Take the album opener, “Gospel for a New Century”. It starts with triumphant horns, a sample from a 1978 album of South Korean vocalist Lee Son Ga. In the chorus, they sing “Come and light my fire, babe” like the Doors in 1966. In “Hasdallen Lights”, a vaporous synthetic loop moves from a sample of Sue Barker’s “Love to The People” (1976), while “Super Stars” samples the uplifting guitar riff of England’s “Three Piece Suite” (1977). Then it is moving again: tracks like “Folie Imposée” and “Strawberry Privilege” touch the electronic indie of the new millennium, the shoegaze guitar and the soft voice of Diana Gordon in “Kerosene!” recall distant universes and then explode into a sensational guitar solo. It is a frenetic, continuous succession of flashes and epiphanies. Everything appears and disappears like a mirage. As classic as it is contemporary, the temporal and geographic coordinates become obsolete, parts of a single flow where Tumor moves the pawns in a bold way, psychedelically confusing our perception of reality.

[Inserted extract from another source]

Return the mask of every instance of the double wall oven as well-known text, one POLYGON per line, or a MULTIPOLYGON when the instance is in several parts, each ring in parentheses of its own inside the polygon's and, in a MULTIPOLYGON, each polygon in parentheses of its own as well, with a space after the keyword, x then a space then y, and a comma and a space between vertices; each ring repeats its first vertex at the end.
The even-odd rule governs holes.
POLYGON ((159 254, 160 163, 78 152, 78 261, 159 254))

Among this myriad of space-time clashes, the presence of Tumor is a magnetic catalyst: their raspy vocals penetrate the bones, sensually singing about pleasure, love and damnation. They are a cursed rockstar exactly as you might imagine, glad to meet the devil in the mind-expanding “Medicine Burn” (it is a terrifying creature with seven heads and six hundred teeth, and transforms the grooves into a demonic noise wall). A self-destructive tendency combines with a sense of omnipotence, in the most spiritual meaning: “Can you be my fantasy? / (…) I can be anything.”, they sing in “Kerosene!”.
Apparently anarchic, their poetics is built meticulously, and moves constantly forward to unexpected directions, surprising us every minute. As a demiurge on Heaven to a Tortured Mind, they intersect visions and soundscapes in a psychedelic vortex. Turning the tables once again, Yves Tumor remains true to themselves but goes beyond all conventions and expectations, succeeding as only the most talented artists do.